Dane Cobain appears to be an ambitious young man who has written songs, novels and poems as well as being an active blogger. When reading the poems I could picture him performing them in busy pubs and clubs, slotted in between musical acts while roadies rearranged the stage behind him and drinkers recharged their glasses. In such conditions the message would need to be short and sharp, relating to the audience with situations and language they would recognise.
A poem should stir up emotions and these certainly stirred mine, although not necessarily in the way the poet intended. Instead of siding with the poet against his targets I frequently wanted to defend the people or organisations that were being criticised.

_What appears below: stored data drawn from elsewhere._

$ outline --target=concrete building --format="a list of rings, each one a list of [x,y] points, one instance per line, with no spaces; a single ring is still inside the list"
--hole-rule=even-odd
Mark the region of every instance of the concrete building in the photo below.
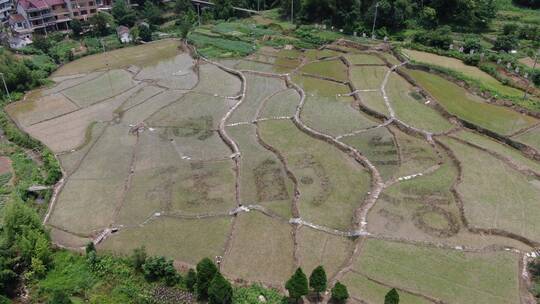
[[[0,0],[7,1],[7,0]],[[9,0],[12,1],[12,0]],[[9,24],[14,35],[47,35],[69,30],[73,19],[86,21],[100,10],[110,10],[112,0],[17,0]],[[12,20],[13,19],[13,20]]]
[[[0,23],[7,24],[9,15],[14,9],[13,0],[0,0]]]
[[[42,35],[69,29],[71,20],[64,0],[19,0],[17,14],[26,21],[31,32]]]

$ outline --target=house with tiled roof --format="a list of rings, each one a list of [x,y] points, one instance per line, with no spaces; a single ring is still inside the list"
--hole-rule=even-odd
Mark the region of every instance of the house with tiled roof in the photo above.
[[[67,31],[71,20],[88,20],[100,10],[109,10],[111,1],[17,0],[15,17],[10,20],[10,26],[17,35],[28,31],[42,35]]]
[[[34,33],[46,35],[69,29],[70,13],[63,0],[61,3],[58,0],[18,0],[16,10]]]

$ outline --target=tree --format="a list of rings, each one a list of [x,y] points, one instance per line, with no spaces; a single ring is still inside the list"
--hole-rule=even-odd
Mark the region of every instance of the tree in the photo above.
[[[528,8],[540,8],[540,0],[512,0],[514,4],[525,6]]]
[[[120,25],[132,27],[137,21],[137,14],[124,0],[114,1],[111,12]]]
[[[174,11],[177,14],[185,14],[188,11],[193,11],[193,5],[189,0],[176,0],[174,1]]]
[[[390,289],[384,296],[384,304],[399,304],[399,294],[395,288]]]
[[[479,40],[480,39],[477,37],[465,38],[465,42],[463,43],[463,51],[465,53],[470,53],[471,50],[473,50],[475,53],[481,52],[483,47]]]
[[[193,268],[190,268],[186,275],[186,287],[190,292],[195,291],[197,285],[197,273]]]
[[[227,20],[234,16],[231,0],[214,0],[214,18]]]
[[[499,35],[493,44],[493,48],[497,51],[509,52],[516,49],[519,41],[515,35]]]
[[[69,27],[73,31],[73,36],[79,37],[83,31],[82,22],[79,19],[73,19],[69,22]]]
[[[163,21],[161,17],[161,10],[157,5],[150,1],[146,1],[144,3],[143,15],[144,18],[153,25],[159,25]]]
[[[162,256],[149,257],[143,265],[144,277],[150,281],[164,280],[169,286],[180,281],[180,275],[173,265],[173,261]]]
[[[313,269],[309,276],[309,287],[317,293],[317,297],[320,299],[321,292],[326,290],[326,271],[324,271],[323,266]]]
[[[442,26],[434,31],[420,31],[413,35],[413,42],[447,50],[452,44],[451,29]]]
[[[302,0],[281,0],[281,6],[279,8],[279,11],[284,18],[289,20],[289,18],[291,18],[291,2],[293,2],[292,9],[294,13],[294,19],[296,20],[300,16],[300,12],[302,11]]]
[[[208,287],[216,273],[218,269],[209,258],[204,258],[197,264],[197,298],[199,300],[208,298]]]
[[[216,273],[208,287],[208,302],[210,304],[231,304],[233,289],[220,272]]]
[[[503,25],[503,35],[515,35],[519,29],[516,23],[505,23]]]
[[[144,246],[133,249],[133,253],[131,254],[131,263],[133,264],[133,268],[137,272],[143,271],[143,265],[146,261],[146,248]]]
[[[32,44],[36,49],[42,51],[45,54],[49,52],[49,49],[51,48],[51,42],[49,41],[49,39],[42,35],[35,35]]]
[[[193,27],[191,14],[183,14],[180,19],[176,21],[176,25],[180,28],[180,37],[186,39],[189,31]]]
[[[94,242],[88,242],[84,248],[84,251],[86,252],[86,255],[88,255],[90,252],[96,252],[96,245],[94,245]]]
[[[138,28],[139,28],[139,37],[141,38],[142,41],[145,41],[145,42],[152,41],[152,30],[150,29],[148,25],[141,23],[139,24]]]
[[[349,298],[349,291],[347,286],[337,282],[336,285],[332,288],[332,299],[336,303],[345,303]]]
[[[109,33],[109,24],[112,24],[113,21],[111,15],[102,11],[90,17],[90,24],[93,27],[94,33],[98,36],[107,35]]]
[[[291,278],[285,284],[285,288],[289,291],[289,297],[298,300],[308,294],[308,280],[302,268],[298,267]]]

The synopsis warns that the book is not for the faint-hearted and it is likely that some people could find some of the poems offensive but I suppose that is the intention.
On the positive side there were some thought provoking moments and on occasions Dane Cobain showed a clever use of words as evidenced in Univocalisms and General Election Tension. Of the collection my personal favourites were Take this Kiss which was a reflection on the life of a mistress and Arriva #800/850 which painted a familiar picture of a non-arriving bus although, like many of the poems, it was spoiled for me by its invective and expletives.
I have awarded this book three stars.
Book reviewed by Clive
Dane Cobain is a writer, poet and musician from a place you’ve probably never heard of, somewhere in England. When he’s not writing books, he’s reading and reviewing them on his book blog – Social Bookshelves – or working at his day job in social media marketing.